BPH Migas juga menyoroti kelalaian pihak operator SPBU yang tetap melayani pembelian meski terdapat perbedaan antara pelat nomor kendaraan dengan data di QR Code. Selain itu, diketahui posisi CCTV SPBU tersebut tidak sesuai aturan mengingat fungsi CCTV menjadi alat bukti pengawasan.
"Tindakan preventif itu berupa wajib menolak kalau pelat kendaraan tidak sesuai QR Code. Kalau indikasinya akan dilakukan penyalahgunaan, otomatis kita perlu langkah preventif untuk menolak. Ini kewajiban SPBU," tegas Wahyudi.
Atas kejadian ini, BPH Migas meminta agar PT Pertamina Patra Niaga memberikan edukasi atau pembinaan kepada pihak SPBU. Pemilik SPBU juga mendapatkan teguran langsung dari Kepala BPH Migas.
Wahyudi meminta dukungan seluruh pihak untuk memastikan BBM subsidi dan kompensasi dinikmati masyarakat yang berhak menerimanya, agar target pemerintah atas BBM subsidi adalah benar-benar tepat sasaran dan tepat volume untuk konsumen pengguna sesuai dengan Peraturan Presiden Nomor 191 tahun 2014 tentang Penyediaan, Pendistribusian dan Harga Jual Eceran Bahan Bakar Minyak (BBM).
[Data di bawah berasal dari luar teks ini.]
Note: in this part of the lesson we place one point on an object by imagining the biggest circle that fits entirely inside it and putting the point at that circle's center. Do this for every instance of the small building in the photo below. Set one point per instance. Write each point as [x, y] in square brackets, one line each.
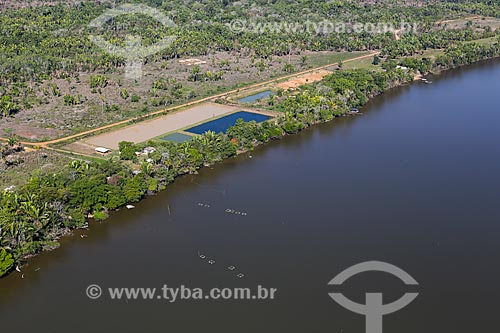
[102, 150]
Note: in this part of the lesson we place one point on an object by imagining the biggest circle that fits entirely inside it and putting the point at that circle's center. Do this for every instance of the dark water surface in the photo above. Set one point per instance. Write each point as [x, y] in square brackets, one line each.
[221, 125]
[414, 181]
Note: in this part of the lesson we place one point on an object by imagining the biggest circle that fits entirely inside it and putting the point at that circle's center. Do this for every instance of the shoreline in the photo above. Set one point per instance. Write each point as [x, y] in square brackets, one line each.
[70, 231]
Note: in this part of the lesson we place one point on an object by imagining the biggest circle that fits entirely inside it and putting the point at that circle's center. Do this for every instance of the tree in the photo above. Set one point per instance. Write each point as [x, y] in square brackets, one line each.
[6, 262]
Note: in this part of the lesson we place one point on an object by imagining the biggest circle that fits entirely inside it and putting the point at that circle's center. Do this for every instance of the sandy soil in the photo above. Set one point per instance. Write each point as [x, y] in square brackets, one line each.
[304, 79]
[150, 129]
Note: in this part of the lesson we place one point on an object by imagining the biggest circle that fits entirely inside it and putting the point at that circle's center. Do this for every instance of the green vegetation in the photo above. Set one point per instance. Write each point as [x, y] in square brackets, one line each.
[45, 51]
[6, 262]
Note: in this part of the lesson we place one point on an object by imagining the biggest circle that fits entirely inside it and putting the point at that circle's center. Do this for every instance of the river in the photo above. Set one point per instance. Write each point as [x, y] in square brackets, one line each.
[413, 181]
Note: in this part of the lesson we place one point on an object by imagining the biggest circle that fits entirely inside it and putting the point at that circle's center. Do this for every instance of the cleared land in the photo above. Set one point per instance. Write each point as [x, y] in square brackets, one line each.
[150, 129]
[303, 79]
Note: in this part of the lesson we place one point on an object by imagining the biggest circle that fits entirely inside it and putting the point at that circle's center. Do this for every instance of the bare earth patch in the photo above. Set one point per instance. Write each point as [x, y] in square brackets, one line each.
[304, 79]
[153, 128]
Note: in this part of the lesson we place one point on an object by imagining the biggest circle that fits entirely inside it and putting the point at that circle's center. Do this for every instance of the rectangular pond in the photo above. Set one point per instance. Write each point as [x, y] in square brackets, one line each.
[253, 98]
[177, 137]
[222, 124]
“Jangan sampai disparitas harga BBM subsidi, yaitu solar untuk masyarakat dan solar industri dimanfaatkan untuk mengeruk keuntungan pribadi,” tegasnya.
Baca Juga
Pemerintah Konfirmasi SPBU Swasta Sudah Dapat Izin Impor BBM, Segini Jatahnya
Jika terbukti melakukan kesalahan, SPBU tersebut terancam sanksi sesuai Keputusan Kepala BPH Migas Nomor 64 Tahun 2023 tentang Pedoman Pembinaan Hasil Pengawasan kepada Penyalur dalam Pendistribusian Jenis Bahan Bakar Minyak Tertentu (JBT) dan Jenis Bahan Bakar Minyak Khusus Penugasan (JBKP).